- Morning Sun Township Location of Morning Sun Township in Iowa
- Coordinates: 41°06′10″N 91°16′51″W﻿ / ﻿41.10282°N 91.28097°W
- Country: United States
- State: Iowa
- County: Louisa County
- Organized: 1854; 172 years ago
- Incorporated town: Morning Sun

Area
- • Total: 37.6 sq mi (97 km^{2})

Population (2010)
- • Total: 1,217
- • Density: 32/sq mi (12/km^{2})

= Morning Sun Township, Louisa County, Iowa =

Morning Sun Township is a township in Louisa County, Iowa.

==Geography==
It has a land area of 37.6 mi2. There are no good sized ponds or lakes, and the only notable water comes from creeks. The total population is 1,217, made up of 584 males and 633 females. It has a population density of 32 /mi2.

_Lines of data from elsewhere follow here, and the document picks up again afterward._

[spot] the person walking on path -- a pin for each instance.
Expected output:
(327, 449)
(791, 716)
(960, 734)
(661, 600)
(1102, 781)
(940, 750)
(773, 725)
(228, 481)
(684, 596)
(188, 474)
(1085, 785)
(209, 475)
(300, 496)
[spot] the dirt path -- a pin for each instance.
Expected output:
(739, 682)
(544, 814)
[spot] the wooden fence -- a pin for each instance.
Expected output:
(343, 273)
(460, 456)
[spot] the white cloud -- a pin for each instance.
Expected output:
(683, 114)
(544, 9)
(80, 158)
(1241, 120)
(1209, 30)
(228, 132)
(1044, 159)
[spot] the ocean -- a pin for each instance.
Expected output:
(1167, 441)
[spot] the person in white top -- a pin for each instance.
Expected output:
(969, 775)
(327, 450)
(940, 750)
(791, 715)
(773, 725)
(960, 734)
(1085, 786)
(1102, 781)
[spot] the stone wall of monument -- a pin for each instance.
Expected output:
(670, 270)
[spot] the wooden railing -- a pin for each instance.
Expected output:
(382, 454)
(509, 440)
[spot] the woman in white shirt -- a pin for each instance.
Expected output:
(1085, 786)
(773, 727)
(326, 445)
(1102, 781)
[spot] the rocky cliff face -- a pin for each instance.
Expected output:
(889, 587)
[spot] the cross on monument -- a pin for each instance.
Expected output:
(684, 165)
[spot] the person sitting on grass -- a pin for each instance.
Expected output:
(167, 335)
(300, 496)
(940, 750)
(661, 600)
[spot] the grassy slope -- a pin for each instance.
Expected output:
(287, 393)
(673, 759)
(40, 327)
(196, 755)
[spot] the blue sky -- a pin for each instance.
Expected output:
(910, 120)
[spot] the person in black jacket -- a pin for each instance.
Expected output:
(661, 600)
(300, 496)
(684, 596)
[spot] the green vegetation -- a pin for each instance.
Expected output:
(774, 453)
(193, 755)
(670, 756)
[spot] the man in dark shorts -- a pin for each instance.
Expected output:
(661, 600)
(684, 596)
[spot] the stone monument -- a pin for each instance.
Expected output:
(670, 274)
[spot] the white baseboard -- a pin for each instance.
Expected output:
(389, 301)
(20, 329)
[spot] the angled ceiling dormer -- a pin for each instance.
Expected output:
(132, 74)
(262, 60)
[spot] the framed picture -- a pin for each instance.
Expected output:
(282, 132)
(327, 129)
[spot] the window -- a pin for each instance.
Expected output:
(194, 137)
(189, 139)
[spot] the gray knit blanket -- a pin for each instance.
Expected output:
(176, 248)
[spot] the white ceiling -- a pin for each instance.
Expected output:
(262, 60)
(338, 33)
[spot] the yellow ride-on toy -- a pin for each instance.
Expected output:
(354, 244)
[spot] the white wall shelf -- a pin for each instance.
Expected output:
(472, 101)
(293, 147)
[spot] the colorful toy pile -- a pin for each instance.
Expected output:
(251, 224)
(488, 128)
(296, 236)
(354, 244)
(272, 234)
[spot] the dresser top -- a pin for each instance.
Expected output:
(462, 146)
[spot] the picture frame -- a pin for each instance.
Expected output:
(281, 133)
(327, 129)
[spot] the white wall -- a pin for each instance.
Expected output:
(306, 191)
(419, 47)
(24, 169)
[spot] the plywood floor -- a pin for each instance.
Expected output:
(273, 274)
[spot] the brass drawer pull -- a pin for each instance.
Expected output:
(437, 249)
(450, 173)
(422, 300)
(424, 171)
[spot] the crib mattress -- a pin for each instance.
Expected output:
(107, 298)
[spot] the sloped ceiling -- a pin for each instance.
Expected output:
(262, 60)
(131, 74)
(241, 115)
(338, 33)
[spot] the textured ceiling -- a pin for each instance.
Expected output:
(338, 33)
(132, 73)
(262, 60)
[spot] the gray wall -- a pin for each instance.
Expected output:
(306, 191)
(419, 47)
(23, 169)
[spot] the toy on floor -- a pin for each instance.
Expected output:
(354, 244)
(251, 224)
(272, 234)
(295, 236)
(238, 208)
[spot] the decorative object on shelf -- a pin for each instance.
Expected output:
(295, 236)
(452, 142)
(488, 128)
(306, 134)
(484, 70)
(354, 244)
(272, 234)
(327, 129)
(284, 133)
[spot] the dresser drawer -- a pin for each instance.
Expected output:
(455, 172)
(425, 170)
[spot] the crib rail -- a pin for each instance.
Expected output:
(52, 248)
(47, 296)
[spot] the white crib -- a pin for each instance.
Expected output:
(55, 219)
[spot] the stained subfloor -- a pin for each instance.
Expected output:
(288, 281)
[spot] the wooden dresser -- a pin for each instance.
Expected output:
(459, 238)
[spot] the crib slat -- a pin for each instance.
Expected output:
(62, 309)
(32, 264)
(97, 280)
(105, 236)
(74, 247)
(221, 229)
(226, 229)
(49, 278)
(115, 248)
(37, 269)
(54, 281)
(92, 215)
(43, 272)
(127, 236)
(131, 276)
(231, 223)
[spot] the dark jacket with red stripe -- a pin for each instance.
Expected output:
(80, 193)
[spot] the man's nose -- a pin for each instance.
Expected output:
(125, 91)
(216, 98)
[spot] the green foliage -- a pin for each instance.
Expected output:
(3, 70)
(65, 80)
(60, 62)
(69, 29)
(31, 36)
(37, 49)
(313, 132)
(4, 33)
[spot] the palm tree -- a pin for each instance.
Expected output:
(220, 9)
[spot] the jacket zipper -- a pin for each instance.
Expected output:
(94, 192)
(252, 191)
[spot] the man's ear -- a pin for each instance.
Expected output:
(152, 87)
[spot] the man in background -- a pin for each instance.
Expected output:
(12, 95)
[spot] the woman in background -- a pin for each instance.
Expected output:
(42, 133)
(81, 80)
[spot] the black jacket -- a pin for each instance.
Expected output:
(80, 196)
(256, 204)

It has one incorporated town, Morning Sun. Morning Sun's population was 836 as of the 2010 Census. The township's two major roads are Iowa Highway 78 and Iowa Road X37.

===Nearby townships===
Morning Sun township borders six others:
- Marshall Township (N/NW)
- Wapello Township (N/NE/E)
- Yellow Spring Township (SE)
- Washington Township (S)
- Canaan Township (SW)
- Scott Township (W/NW)

==History==
Morning Sun Township was organized in 1854.